Peer to peer lending is a growing industry with millions of dollars worth of loans distributed to borrowers all over the world. Peer to peer lending has become an especially attractive option for borrowers that have bad credit as it provides many benefits that these borrowers are not able to obtain through traditional lending methods. Over the years, borrowers with bad credit have found that peer to peer lending can provide them with higher loan amounts and lower interest rates than they would receive from a bank or traditional lending institution.
To apply for a loan, the borrower must create a loan profile that states the amount of money requested, the reason for the request, and the interest rate that they are willing to pay for the loan. For most peer to peer lending companies, the borrower will not be charged for creating the loan profile and if the loan is not accepted for full funding by investors, the borrower can always try again with a lower loan amount and a higher maximum interest rate. The company will perform a credit check on the borrower and include this information on the loan profile that is shown to investors.

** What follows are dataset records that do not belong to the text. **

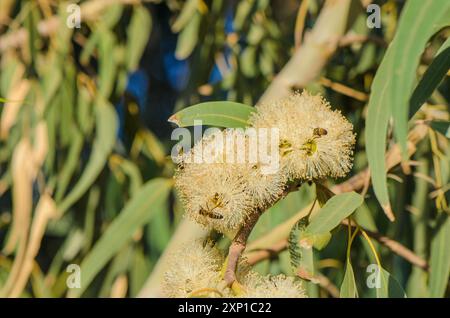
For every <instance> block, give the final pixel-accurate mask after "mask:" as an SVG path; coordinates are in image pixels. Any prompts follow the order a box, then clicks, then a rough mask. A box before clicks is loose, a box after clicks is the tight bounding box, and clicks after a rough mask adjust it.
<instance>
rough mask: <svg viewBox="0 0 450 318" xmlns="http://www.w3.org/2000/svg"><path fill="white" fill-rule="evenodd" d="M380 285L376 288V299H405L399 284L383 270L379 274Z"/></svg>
mask: <svg viewBox="0 0 450 318" xmlns="http://www.w3.org/2000/svg"><path fill="white" fill-rule="evenodd" d="M379 275H380V277H379V283H380V285H379V286H378V288H376V295H377V298H406V293H405V291H404V290H403V288H402V286H401V285H400V284H399V282H398V281H397V280H396V279H395V278H394V277H393V276H392V275H391V274H390V273H389V272H388V271H387V270H385V269H384V268H381V271H380V272H379Z"/></svg>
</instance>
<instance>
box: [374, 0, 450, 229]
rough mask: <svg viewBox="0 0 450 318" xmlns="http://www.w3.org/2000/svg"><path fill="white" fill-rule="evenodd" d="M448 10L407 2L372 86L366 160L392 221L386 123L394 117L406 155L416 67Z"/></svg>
mask: <svg viewBox="0 0 450 318" xmlns="http://www.w3.org/2000/svg"><path fill="white" fill-rule="evenodd" d="M449 7H450V2H448V1H446V0H431V1H426V2H424V1H419V0H411V1H408V2H407V3H406V5H405V8H404V10H403V13H402V16H401V19H400V23H399V27H398V31H397V33H396V36H395V38H394V40H393V42H392V43H391V44H390V46H389V48H388V50H387V51H386V54H385V56H384V58H383V61H382V63H381V65H380V67H379V68H378V71H377V73H376V75H375V78H374V81H373V84H372V88H371V91H372V93H371V96H370V100H369V106H368V113H367V119H366V132H365V134H366V135H365V137H366V151H367V159H368V162H369V168H370V172H371V176H372V184H373V188H374V192H375V195H376V197H377V199H378V201H379V202H380V204H381V206H382V207H383V210H384V212H385V213H386V215H387V216H388V218H389V219H390V220H391V221H393V220H394V219H395V217H394V215H393V213H392V208H391V205H390V202H389V196H388V191H387V181H386V174H387V171H386V164H385V158H384V156H385V151H386V133H387V128H388V122H389V119H390V117H391V115H393V116H394V119H395V133H396V137H397V140H398V141H399V143H400V145H401V149H402V150H403V151H402V153H403V154H405V153H406V151H405V149H406V135H407V119H408V106H409V100H410V96H411V93H412V90H413V88H414V82H415V76H416V69H417V65H418V63H419V60H420V56H421V54H422V52H423V49H424V47H425V45H426V43H427V42H428V40H429V38H430V37H431V35H433V33H435V32H436V31H437V30H439V28H441V27H443V26H444V25H446V24H448V23H449V19H448V14H447V12H448V9H449ZM412 34H414V35H412Z"/></svg>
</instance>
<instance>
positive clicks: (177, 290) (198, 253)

Applications for peer to peer lending by bad credit borrowers are frequently accepted by investors that are willing to accept more risk for higher returns on the money they are lending. Although not every borrower with bad credit will be able to get their loan fully funded, many borrowers find that there are numerous investors willing to commit to funding the loan if the borrower has a reasonable loan amount, high maximum interest rate limit, and a plan for repayment in their loan profile.
Understanding the risks of peer to peer lending bad credit borrowers is important for every investor that is interested in earning the largest returns on their investment. Individuals with bad credit will be willing to accept the highest interest rates for their loans, maximizing investor profit, but they also have the highest rate of default as well. Many investors that choose to fund loans for bad credit borrowers personally review each loan profile before committing to fund the loan to choose the ones they feel are the least likely to default.

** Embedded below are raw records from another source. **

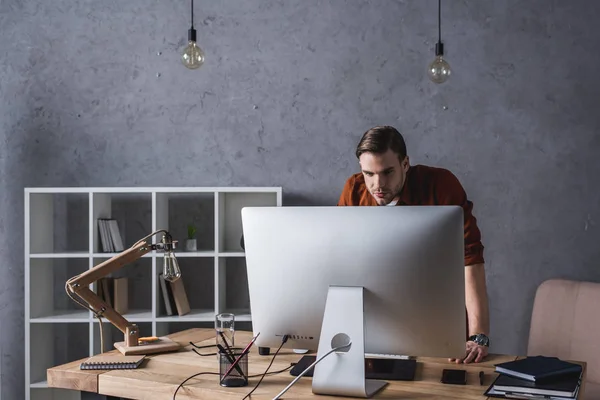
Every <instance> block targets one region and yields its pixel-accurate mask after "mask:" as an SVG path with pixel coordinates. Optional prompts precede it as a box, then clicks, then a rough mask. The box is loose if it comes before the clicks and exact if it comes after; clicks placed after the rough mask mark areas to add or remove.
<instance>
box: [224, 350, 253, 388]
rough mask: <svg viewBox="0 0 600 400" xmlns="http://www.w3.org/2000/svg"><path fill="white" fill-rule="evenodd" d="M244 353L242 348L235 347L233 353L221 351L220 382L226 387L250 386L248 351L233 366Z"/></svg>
mask: <svg viewBox="0 0 600 400" xmlns="http://www.w3.org/2000/svg"><path fill="white" fill-rule="evenodd" d="M241 355H242V350H241V349H234V351H233V354H231V353H227V354H224V353H219V382H220V383H221V386H225V387H241V386H248V353H246V354H244V355H243V356H242V357H241V358H240V360H239V361H238V362H237V363H236V364H235V365H234V366H233V368H232V367H231V366H232V365H233V364H234V362H235V360H237V359H238V358H239V357H240V356H241Z"/></svg>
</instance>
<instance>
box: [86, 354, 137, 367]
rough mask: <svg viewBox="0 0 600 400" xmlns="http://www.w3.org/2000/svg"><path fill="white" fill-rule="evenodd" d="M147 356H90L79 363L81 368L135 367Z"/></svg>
mask: <svg viewBox="0 0 600 400" xmlns="http://www.w3.org/2000/svg"><path fill="white" fill-rule="evenodd" d="M145 357H146V356H144V355H138V356H103V355H97V356H93V357H90V358H88V359H87V360H85V361H84V362H82V363H81V364H80V365H79V369H135V368H137V367H139V366H140V364H141V363H142V361H144V359H145Z"/></svg>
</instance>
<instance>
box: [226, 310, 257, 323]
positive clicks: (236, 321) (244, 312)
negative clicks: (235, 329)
mask: <svg viewBox="0 0 600 400" xmlns="http://www.w3.org/2000/svg"><path fill="white" fill-rule="evenodd" d="M223 312H224V313H231V314H234V315H235V322H238V321H239V322H250V321H252V316H251V315H250V309H245V308H241V309H239V308H234V309H231V310H229V309H225V310H223Z"/></svg>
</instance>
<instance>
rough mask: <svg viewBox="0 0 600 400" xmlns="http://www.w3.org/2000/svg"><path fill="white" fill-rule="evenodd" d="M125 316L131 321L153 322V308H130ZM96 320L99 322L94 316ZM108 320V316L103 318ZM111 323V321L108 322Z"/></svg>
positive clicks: (127, 318)
mask: <svg viewBox="0 0 600 400" xmlns="http://www.w3.org/2000/svg"><path fill="white" fill-rule="evenodd" d="M123 318H125V319H126V320H128V321H129V322H152V310H129V312H128V313H127V314H123ZM92 319H93V321H94V322H96V323H97V322H98V318H96V317H92ZM102 322H106V318H104V319H103V320H102ZM108 323H109V324H110V322H108Z"/></svg>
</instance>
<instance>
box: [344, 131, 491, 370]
mask: <svg viewBox="0 0 600 400" xmlns="http://www.w3.org/2000/svg"><path fill="white" fill-rule="evenodd" d="M356 157H357V158H358V160H359V164H360V168H361V172H360V173H357V174H354V175H352V176H351V177H350V178H349V179H348V180H347V181H346V184H345V186H344V189H343V191H342V194H341V196H340V199H339V202H338V205H339V206H402V205H409V206H411V205H458V206H461V207H462V208H463V212H464V219H465V302H466V307H467V330H468V336H469V337H468V339H467V343H466V353H465V357H464V358H462V359H451V361H454V362H457V363H460V362H464V363H469V362H480V361H482V360H483V358H484V357H485V356H486V355H487V354H488V347H489V338H488V337H487V335H488V334H489V311H488V299H487V288H486V281H485V269H484V259H483V245H482V244H481V233H480V231H479V228H478V227H477V220H476V219H475V217H474V216H473V213H472V210H473V203H472V202H471V201H469V200H468V199H467V195H466V193H465V191H464V189H463V187H462V185H461V184H460V182H459V181H458V179H457V178H456V177H455V176H454V175H453V174H452V173H451V172H450V171H448V170H445V169H442V168H434V167H428V166H424V165H415V166H411V165H410V163H409V159H408V156H407V154H406V144H405V142H404V138H403V137H402V135H401V134H400V133H399V132H398V131H397V130H396V129H395V128H393V127H391V126H377V127H374V128H372V129H369V130H368V131H367V132H365V134H364V135H363V137H362V138H361V140H360V142H359V144H358V147H357V149H356Z"/></svg>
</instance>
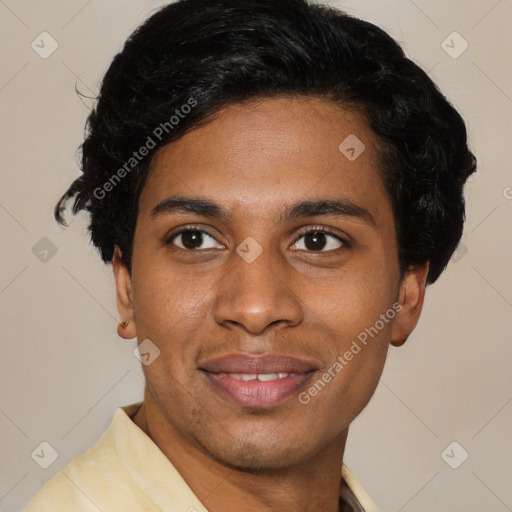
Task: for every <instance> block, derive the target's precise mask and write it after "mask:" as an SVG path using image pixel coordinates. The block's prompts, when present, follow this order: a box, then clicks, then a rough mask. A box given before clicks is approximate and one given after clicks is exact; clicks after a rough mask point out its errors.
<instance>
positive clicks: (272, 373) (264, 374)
mask: <svg viewBox="0 0 512 512" xmlns="http://www.w3.org/2000/svg"><path fill="white" fill-rule="evenodd" d="M281 378H282V377H281ZM258 380H260V381H262V382H267V381H268V380H277V373H258Z"/></svg>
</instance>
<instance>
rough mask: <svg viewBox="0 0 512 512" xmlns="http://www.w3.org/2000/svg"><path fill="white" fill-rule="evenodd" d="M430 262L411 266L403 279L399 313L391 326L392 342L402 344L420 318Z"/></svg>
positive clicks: (391, 334)
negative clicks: (400, 306)
mask: <svg viewBox="0 0 512 512" xmlns="http://www.w3.org/2000/svg"><path fill="white" fill-rule="evenodd" d="M428 268H429V263H425V264H423V265H417V266H413V267H411V268H410V269H409V270H408V271H407V273H406V275H405V276H404V277H403V279H402V283H401V284H400V290H399V292H398V303H399V304H400V306H401V308H400V309H398V308H397V313H396V316H395V319H394V321H393V326H392V328H391V344H392V345H394V346H395V347H400V346H402V345H403V344H404V343H405V342H406V341H407V338H408V337H409V335H410V334H411V333H412V331H413V330H414V328H415V327H416V325H417V323H418V320H419V319H420V314H421V310H422V308H423V300H424V298H425V288H426V286H427V274H428Z"/></svg>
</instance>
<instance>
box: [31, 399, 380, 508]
mask: <svg viewBox="0 0 512 512" xmlns="http://www.w3.org/2000/svg"><path fill="white" fill-rule="evenodd" d="M140 405H141V402H138V403H135V404H131V405H127V406H125V407H119V408H118V409H116V411H115V414H114V418H113V420H112V423H111V424H110V426H109V427H108V429H107V430H106V431H105V433H104V434H103V435H102V436H101V437H100V439H99V440H98V441H97V443H96V444H95V445H94V446H92V447H91V448H90V449H89V450H87V451H86V452H85V453H83V454H82V455H80V456H78V457H76V458H75V459H73V460H72V461H71V462H70V463H69V464H68V466H67V467H66V468H65V469H64V470H63V471H61V472H60V473H58V474H57V475H55V476H54V477H53V478H51V479H50V480H49V481H48V482H47V483H46V484H45V485H44V486H43V488H42V489H41V490H40V491H39V493H38V494H37V495H36V496H35V497H34V499H33V500H32V501H31V502H30V503H29V504H28V505H27V507H26V508H25V509H24V511H23V512H78V511H79V512H164V511H165V512H208V511H207V509H206V508H205V507H204V506H203V505H202V503H201V502H200V501H199V499H198V498H197V496H196V495H195V494H194V493H193V492H192V490H191V489H190V487H189V486H188V485H187V483H186V482H185V480H184V479H183V478H182V476H181V475H180V473H179V472H178V471H177V469H176V468H175V467H174V466H173V464H172V463H171V462H170V461H169V459H168V458H167V457H166V456H165V455H164V454H163V452H162V451H161V450H160V449H159V448H158V446H157V445H156V444H155V443H154V442H153V441H152V439H151V438H150V437H149V436H147V435H146V434H145V433H144V432H143V431H142V430H141V429H140V428H139V427H138V426H137V425H135V423H134V422H133V421H132V420H131V416H132V415H133V414H134V413H135V411H136V410H137V409H138V408H139V406H140ZM342 477H343V478H342V484H341V488H340V498H342V499H343V500H344V501H345V502H346V503H348V504H349V505H350V506H351V507H352V509H353V511H354V512H378V509H377V507H376V506H375V505H374V504H373V502H372V501H371V499H370V498H369V497H368V495H367V494H366V492H365V491H364V489H363V487H362V486H361V484H360V483H359V482H358V481H357V480H356V478H355V477H354V476H353V475H352V473H351V472H350V471H349V470H348V468H347V467H346V466H345V464H343V467H342Z"/></svg>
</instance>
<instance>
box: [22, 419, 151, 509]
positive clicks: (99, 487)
mask: <svg viewBox="0 0 512 512" xmlns="http://www.w3.org/2000/svg"><path fill="white" fill-rule="evenodd" d="M116 414H117V413H116ZM116 429H117V427H116V425H115V420H114V422H113V423H112V424H111V426H110V427H109V428H108V429H107V430H106V431H105V432H104V433H103V435H102V436H101V437H100V439H99V440H98V441H97V442H96V443H95V444H94V445H93V446H92V447H91V448H89V449H88V450H87V451H86V452H84V453H82V454H81V455H79V456H78V457H76V458H75V459H73V460H72V461H71V462H70V463H69V464H68V465H67V467H66V468H65V469H64V470H63V471H61V472H60V473H57V474H56V475H55V476H54V477H52V478H51V479H50V480H49V481H48V482H46V484H45V485H44V486H43V487H42V489H41V490H40V491H39V492H38V494H37V495H36V496H35V497H34V498H33V499H32V501H30V503H29V504H28V505H27V507H26V508H25V509H24V510H23V512H69V511H70V510H80V512H89V511H91V512H98V510H102V511H103V512H108V511H110V510H117V511H118V510H123V511H130V510H145V509H144V503H143V500H144V496H143V495H140V494H139V491H138V486H137V485H134V482H132V481H131V477H130V475H129V474H128V473H127V472H126V470H125V469H124V467H123V465H122V463H121V461H120V460H119V456H118V450H117V436H116ZM112 507H113V508H112ZM134 507H136V508H134Z"/></svg>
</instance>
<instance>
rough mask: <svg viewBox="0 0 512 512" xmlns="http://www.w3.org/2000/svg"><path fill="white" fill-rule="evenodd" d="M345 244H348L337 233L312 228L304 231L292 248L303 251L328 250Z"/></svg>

The risks of peer to peer lending with bad credit borrowers can be minimized by making small bids on many loans to diversify the investor’s loan portfolio. This lessens the chance that a single borrower defaulting on their loan will create a significant financial issue for the investor. Most peer to peer lending companies have low default rates due to the lending requirements of the company and the ability of investors to refuse to fund loans that are too risky, but any loan has a risk of default and defaults on peer to peer loans do occur.
The interest rates that are applied to peer to peer loans can vary widely from borrower to borrower. Bad credit borrowers that are having difficulty obtaining a loan may have to increase the maximum interest rate that they are willing to pay to rates comparable to credit card interest rates to ensure that their loans gets funded completely. The interest rates for bad credit borrowers can range between 10% and 35%, depending on the borrower’s loan profile and credit score.
With a new wave of borrowers with good credit scores trying peer to peer lending after being turned down for a loan by the banks, investors have a wider pool of loans to choose from and borrowers with bad credit are finding it harder to obtain loans at attractive interest rates. With investors getting pickier about which loans they choose to fund, it is more important than ever for bad credit borrowers to create a compelling loan profile and try to clean up their credit as much as possible before applying for a loan. Despite these issues, it is possible for a borrower with bad credit to obtain a loan from a peer to peer lending company and their chances for approval are still much better than trying to obtain a loan from a traditional lender.